I smiled at her. “Now suppose I went right out and sold three weeks for you and came back with the people and you signed them up. Wouldn’t you give me a little gift?”

She chewed at her underlip. “But I could cheat you, no?”

“A nice woman like you wouldn’t cheat us.”

“I am not the jefe here. I couldn’t say. You have experience?”

“Mucho!” I said. “Millions. But maybe we ought to get in touch with a fellow I know down here who’s in this line of work. Willy. I can’t remember his last name.”

“Willy?”

“Another friend named Evan Lawrence was working with him, and Evan didn’t have any papers either.”

“Oh, what you mean is Weelliam Doyle, from Yooston.”

“That’s who I mean.”

“Oh, he is gone a long time, that one. Many weeks: Too damn bad. My fren‘ thinks he comes back. I don’t think so. She’s a very high-class lady even if she’s Indio. She’s still living in his place, waiting for Weelliam.”

“Would she know where Evan Lawrence is?”

“Who can say? I do not see him any more either.”

“Where can I find this woman? What’s her name?”

“Barbara. Barbara Castillo. The place, it is down that way, toward the land. You will see it on the right hand. La Vista del Caribe. Apartments. His is ground floor on the front, no view. Ring the bell on Doyle.” She looked at her watch. “But Barbara is not coming there yet from work. She is running a reservation computer at Hotel Camino Real every day. And waiting. Maybe after six, a little bit after.”

“Thanks. Sorry we weren’t in the market to buy.”

She gave a shrug, made a funny little gesture with her hand. “So if it looked like you could buy, the other girl would be here, no? She is working longer than me.”

We got to La Vista del Caribe shortly after six. It was already almost dark. I would never, by choice, live just over a time line, on the west side of the line. All year long, your days are too short.

There was no one at the desk. Little kids were racing up and down the corridors. We looked around the ground floor until we found the right place: number 103. He had cut down an engraved calling card to fit the name slot. William Devlin Doyle, Jr.

The bell was underneath the name slot. I pushed it three times without result. As we were discussing what to do next, the door suddenly opened. She was tall and slender. She wore a robe and held it closed around her with her left hand. Her smile of greeting disappeared abruptly.

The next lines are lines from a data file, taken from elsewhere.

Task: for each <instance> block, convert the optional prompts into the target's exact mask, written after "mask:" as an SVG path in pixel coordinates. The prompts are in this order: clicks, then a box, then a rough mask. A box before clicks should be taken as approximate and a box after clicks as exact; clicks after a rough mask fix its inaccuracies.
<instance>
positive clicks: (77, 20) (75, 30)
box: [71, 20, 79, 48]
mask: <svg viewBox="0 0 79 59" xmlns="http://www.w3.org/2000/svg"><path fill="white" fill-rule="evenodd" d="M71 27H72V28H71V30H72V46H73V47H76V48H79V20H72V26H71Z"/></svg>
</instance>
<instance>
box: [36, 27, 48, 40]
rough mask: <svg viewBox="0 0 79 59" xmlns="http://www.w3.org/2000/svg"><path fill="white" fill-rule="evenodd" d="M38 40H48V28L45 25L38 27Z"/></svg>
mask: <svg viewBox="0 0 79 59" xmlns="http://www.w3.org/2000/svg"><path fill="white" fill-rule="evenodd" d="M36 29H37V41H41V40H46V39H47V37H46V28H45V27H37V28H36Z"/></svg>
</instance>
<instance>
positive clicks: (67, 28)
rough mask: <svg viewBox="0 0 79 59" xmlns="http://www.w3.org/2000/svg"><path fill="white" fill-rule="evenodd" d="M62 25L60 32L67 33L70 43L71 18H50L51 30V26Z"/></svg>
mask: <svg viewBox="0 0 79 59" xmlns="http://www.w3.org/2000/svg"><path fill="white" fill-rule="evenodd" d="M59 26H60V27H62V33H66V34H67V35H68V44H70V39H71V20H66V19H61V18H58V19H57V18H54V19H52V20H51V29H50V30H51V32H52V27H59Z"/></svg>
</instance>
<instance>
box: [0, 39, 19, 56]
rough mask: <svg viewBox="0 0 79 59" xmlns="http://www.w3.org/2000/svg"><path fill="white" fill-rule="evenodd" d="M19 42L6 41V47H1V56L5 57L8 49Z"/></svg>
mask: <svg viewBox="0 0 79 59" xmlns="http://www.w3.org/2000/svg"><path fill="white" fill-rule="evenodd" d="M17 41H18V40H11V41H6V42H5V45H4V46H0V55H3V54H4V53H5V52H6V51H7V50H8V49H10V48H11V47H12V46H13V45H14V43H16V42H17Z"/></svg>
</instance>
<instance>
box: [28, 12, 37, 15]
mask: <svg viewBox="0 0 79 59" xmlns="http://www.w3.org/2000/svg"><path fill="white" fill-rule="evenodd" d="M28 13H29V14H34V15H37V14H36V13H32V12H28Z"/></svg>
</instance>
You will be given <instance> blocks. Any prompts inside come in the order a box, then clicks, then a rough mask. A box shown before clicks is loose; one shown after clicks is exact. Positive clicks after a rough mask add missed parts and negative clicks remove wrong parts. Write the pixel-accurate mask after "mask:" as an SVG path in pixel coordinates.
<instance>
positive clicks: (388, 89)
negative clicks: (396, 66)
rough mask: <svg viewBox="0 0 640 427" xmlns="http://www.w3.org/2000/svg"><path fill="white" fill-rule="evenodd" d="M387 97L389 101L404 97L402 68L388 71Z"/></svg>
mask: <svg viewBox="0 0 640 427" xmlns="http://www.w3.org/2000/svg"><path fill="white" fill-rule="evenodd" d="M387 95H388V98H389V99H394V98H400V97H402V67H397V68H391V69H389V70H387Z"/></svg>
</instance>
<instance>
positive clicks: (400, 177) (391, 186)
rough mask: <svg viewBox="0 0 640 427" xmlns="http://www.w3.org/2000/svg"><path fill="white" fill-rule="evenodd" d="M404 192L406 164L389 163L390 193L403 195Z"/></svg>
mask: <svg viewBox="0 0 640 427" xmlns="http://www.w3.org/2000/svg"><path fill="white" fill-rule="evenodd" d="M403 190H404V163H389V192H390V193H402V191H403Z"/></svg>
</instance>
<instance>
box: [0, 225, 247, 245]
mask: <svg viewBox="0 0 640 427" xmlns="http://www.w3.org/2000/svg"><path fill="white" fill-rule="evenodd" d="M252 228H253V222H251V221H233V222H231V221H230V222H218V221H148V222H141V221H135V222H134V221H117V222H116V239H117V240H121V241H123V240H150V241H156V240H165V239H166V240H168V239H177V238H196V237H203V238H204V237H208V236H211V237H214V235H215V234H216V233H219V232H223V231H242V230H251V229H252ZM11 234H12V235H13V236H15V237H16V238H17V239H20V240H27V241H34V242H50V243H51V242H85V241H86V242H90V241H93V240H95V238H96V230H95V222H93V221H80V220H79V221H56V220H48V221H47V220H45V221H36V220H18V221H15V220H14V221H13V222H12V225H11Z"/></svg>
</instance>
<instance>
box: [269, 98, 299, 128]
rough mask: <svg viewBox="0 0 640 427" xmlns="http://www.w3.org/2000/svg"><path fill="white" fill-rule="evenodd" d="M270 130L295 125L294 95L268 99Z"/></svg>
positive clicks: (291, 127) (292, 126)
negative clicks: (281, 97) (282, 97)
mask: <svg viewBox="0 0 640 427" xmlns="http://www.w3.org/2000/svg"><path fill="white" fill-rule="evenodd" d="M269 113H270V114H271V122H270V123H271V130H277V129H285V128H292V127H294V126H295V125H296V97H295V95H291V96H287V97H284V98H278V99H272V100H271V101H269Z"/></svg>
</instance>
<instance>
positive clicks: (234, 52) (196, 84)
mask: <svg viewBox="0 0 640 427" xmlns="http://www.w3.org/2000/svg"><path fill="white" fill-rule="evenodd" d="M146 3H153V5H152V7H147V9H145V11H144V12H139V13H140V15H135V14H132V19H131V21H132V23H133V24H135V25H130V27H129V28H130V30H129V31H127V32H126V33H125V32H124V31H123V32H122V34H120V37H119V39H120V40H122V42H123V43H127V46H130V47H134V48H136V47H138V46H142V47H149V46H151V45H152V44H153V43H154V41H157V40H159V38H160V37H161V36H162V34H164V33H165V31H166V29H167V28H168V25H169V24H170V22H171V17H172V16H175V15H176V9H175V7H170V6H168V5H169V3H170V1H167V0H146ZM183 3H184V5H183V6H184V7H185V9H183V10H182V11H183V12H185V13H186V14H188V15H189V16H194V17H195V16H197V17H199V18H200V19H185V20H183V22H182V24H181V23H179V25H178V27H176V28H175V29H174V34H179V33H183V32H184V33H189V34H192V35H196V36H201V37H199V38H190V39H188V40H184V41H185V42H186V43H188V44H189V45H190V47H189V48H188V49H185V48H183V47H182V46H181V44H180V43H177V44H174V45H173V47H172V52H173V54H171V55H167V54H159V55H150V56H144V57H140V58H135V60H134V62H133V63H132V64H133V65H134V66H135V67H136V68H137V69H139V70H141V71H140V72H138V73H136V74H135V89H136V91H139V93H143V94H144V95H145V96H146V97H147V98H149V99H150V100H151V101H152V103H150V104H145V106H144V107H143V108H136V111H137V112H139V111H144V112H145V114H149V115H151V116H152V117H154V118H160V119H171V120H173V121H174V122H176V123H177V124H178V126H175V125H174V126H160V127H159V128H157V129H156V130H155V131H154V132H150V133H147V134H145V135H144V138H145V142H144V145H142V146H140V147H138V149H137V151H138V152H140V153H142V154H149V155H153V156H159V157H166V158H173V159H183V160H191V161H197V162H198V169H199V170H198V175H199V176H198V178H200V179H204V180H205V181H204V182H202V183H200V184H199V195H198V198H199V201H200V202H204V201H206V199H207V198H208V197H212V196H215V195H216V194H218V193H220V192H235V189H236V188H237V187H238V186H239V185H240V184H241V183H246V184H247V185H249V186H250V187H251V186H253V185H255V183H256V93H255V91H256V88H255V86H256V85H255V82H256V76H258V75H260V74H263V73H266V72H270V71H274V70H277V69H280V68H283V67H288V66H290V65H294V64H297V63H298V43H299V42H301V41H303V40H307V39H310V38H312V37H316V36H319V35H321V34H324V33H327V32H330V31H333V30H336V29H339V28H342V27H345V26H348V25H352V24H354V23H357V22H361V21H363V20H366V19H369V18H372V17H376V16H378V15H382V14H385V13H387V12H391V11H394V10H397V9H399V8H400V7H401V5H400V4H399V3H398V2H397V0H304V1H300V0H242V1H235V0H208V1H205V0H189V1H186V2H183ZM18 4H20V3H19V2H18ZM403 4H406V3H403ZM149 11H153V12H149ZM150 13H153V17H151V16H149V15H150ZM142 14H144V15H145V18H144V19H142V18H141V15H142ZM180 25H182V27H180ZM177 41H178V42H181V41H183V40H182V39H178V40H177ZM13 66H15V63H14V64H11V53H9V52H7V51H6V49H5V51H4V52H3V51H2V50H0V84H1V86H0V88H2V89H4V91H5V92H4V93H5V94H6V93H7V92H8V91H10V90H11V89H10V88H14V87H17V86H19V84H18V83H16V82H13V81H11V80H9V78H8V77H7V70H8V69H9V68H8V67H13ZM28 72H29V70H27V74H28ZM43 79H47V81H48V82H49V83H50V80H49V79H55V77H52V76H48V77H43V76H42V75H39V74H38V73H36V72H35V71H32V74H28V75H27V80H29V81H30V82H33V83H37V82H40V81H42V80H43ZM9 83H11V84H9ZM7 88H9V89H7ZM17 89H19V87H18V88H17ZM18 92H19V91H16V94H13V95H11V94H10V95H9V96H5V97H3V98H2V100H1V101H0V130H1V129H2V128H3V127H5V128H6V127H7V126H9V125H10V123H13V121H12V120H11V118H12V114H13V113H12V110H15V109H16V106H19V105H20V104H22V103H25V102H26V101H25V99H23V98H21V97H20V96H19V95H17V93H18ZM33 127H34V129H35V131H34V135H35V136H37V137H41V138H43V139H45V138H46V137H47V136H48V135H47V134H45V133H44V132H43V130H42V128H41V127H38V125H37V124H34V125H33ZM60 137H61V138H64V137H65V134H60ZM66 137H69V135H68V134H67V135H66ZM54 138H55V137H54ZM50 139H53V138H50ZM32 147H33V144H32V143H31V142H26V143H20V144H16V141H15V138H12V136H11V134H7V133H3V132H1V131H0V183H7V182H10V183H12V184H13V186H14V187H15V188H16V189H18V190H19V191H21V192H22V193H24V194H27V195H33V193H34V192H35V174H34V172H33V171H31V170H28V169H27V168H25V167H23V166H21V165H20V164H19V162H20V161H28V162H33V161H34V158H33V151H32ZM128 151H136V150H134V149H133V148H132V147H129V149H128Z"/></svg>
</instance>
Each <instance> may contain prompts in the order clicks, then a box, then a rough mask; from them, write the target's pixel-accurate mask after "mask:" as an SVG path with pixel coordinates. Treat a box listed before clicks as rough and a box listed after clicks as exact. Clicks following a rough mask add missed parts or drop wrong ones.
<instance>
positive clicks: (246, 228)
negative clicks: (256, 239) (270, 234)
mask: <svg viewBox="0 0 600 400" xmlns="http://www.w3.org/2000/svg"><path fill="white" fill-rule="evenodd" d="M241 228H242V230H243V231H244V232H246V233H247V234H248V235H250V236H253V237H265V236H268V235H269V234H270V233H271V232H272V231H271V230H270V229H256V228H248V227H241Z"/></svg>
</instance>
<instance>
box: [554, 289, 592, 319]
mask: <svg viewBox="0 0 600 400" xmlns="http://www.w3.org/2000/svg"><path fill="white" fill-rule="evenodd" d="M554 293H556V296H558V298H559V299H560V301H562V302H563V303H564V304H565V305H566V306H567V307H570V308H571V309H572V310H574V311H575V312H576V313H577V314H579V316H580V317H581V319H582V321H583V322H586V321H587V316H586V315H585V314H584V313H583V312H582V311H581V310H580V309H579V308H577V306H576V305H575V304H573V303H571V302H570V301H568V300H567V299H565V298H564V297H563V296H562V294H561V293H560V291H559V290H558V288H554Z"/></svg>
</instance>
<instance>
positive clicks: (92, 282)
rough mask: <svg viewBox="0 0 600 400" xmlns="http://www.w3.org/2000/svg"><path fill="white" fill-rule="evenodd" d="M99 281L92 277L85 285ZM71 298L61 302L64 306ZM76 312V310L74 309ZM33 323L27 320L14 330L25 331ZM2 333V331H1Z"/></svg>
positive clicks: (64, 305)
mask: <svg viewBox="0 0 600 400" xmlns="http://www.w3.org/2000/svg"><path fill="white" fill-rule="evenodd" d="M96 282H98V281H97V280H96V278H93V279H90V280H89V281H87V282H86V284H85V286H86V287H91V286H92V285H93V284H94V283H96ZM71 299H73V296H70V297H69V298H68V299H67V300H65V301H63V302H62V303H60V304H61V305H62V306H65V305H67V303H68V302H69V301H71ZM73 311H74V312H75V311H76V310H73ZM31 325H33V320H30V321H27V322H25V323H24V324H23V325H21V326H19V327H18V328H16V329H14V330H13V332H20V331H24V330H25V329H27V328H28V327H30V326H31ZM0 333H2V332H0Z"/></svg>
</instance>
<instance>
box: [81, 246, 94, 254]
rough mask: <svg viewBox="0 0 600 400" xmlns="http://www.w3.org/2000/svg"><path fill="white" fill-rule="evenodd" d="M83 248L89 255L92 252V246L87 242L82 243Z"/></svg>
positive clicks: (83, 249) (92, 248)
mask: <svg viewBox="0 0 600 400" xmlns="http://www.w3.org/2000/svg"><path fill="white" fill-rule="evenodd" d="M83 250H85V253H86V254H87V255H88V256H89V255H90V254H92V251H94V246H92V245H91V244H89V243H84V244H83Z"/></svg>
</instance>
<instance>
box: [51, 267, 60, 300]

She wore a black shower cap. There were droplets of water on her face.

“I was… who are you?”

“We’re from Houston, Miss Castillo. We’re looking for Willy. My name is McGee and this is Meyer.”

I was trying to look my ingratiating, foot-scuffing, awshucks best as she looked us over. “Come in, then. Please.” She led us into the living room. It was a small room, the furniture spare and gleaming, two unusual primitive paintings on the white wall, a bookshelf with books, small pieces of sculpture, two masks.